To deal with these issues, the next step in the project was to provide some of the consumers in the sample group with reliable, utility-grade storage at the home. It was important to the effort that the system chosen was both economical to install and provided sophisticated control software for the utility. For this project, Sunverge Energy’s Solar Integration Systems (SIS) met the criteria and have been installed in 44 of the 330 homes which will ultimately be outfitted with new smart appliances.
The Sunverge SIS combines high-capacity battery storage, an inverter and control hardware and software that allow the units to be integrated easily into the customer’s existing electrical installation. It was important that qualified installers could install these easily, that they take up little space on the customer site, and that they be connected at the meter socket, to avoid the complexities associated with tying into the main service panel.
By adding this kind of storage system with utility-side control, an alternative source of power-a virtual power plant, in effect-was created to help further increase load factor for the Glasgow homes. The systems charge via the grid at low-cost, off-peak times and then deliver that power during a demand response event, thus reducing the amount of on-peak energy used during a projected peak. This gives homeowners what they are after-reduced peak demand costs without major change in usage patterns-while providing the Glasgow EPB with significant movement toward its goal of increased load factor.
In fact, the results of the program so far demonstrate significant increases in efficiency and reductions in peak load across all the participating homes.
On the efficiency front, the typical newer home with more energy-efficient construction avoids 1,754 kWh of usage per year. Older homes that were less efficient in the first place are projected to save even more: 1,898 kWh annually. Extending those kinds of efficiencies across the entire community would result in a tremendous increase in the community’s overall load factor and a corresponding reduction in generation assets needed to serve Glasgow.
The results are just as compelling when it comes to peak load reduction. On average, Glasgow deals with 60 DR event days each year, with peak loads lasting some three hours each of those days. Energy-efficient homes saw an average load shed of 2.25 kW. Older homes had a much smaller shed of about 0.81 kW, but for the year that adds up to 26.24 MWh avoided for just 180 homes.
It’s important to understand that these results don’t include the potential benefits of customer-sited renewable generation. While customers of many other utilities may see added benefits by using rooftop photovoltaic solar arrays as an adjunct generation source, for reasons of climate, solar is not as attractive an option for Glasgow.

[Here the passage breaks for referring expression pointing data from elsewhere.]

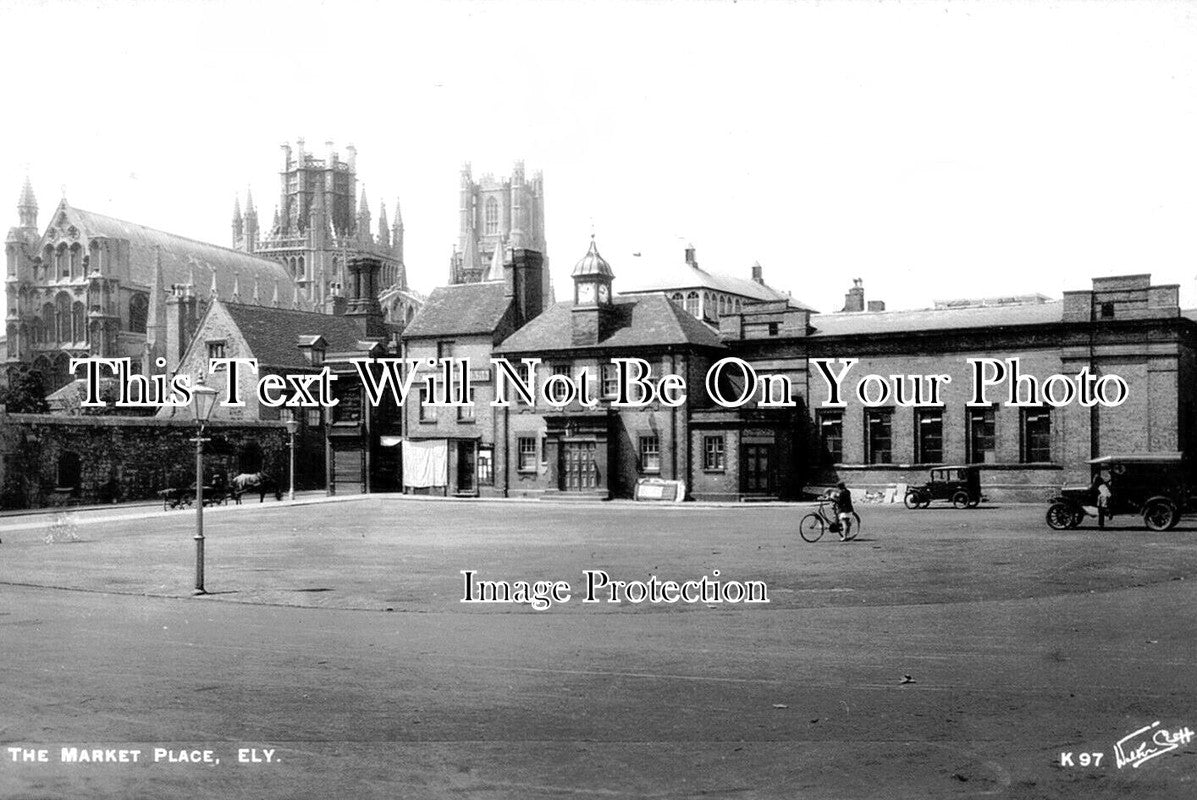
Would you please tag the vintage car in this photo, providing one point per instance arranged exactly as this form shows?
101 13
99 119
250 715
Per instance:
1154 486
961 485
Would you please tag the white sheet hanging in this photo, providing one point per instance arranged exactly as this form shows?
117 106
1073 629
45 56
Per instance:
425 462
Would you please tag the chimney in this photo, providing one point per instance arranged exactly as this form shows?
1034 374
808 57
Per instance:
854 301
181 320
523 285
363 307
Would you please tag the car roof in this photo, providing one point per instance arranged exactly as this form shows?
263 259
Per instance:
1140 458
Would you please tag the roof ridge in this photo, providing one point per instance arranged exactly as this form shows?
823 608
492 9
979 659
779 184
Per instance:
924 310
178 236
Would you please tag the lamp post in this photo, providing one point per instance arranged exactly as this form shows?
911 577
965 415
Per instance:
204 400
292 426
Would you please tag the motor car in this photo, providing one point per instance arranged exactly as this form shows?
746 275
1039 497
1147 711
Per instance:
1153 486
958 484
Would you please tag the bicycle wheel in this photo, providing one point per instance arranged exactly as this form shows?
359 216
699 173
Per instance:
812 527
856 527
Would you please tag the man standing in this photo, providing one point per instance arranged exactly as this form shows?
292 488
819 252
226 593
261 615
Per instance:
844 510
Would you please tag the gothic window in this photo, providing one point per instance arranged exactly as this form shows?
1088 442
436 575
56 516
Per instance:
492 216
48 321
139 309
78 322
62 316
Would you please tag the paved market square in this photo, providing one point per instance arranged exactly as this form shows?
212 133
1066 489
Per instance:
945 653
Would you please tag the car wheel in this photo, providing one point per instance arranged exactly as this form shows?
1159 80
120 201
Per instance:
1059 516
1160 515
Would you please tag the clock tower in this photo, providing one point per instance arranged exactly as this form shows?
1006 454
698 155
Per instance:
594 305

All the savings, therefore, are a result of the combination of intelligent control of efficient appliances, and storage of grid-delivered power at off-peak times (and rates). In a way, it’s like using off-peak power to drive a pumped-storage hydro system; in this case, the Sunverge devices are making each home into its own nano power plant.
In a region where coal provides about half the available power, this approach to managing peak load can be an important contributor to a greener grid, as well as helping homeowners reduce their electric bills. Intelligence and storage together are what make Infotricity a long-term strategy for dealing with the challenges of modern utilities.
Michael L. McIntyre, Ph.D. is an assistant professor of electrical and computer engineering at the University of Louisville, and serves as a consultant to the Glasgow Electric Plant Board.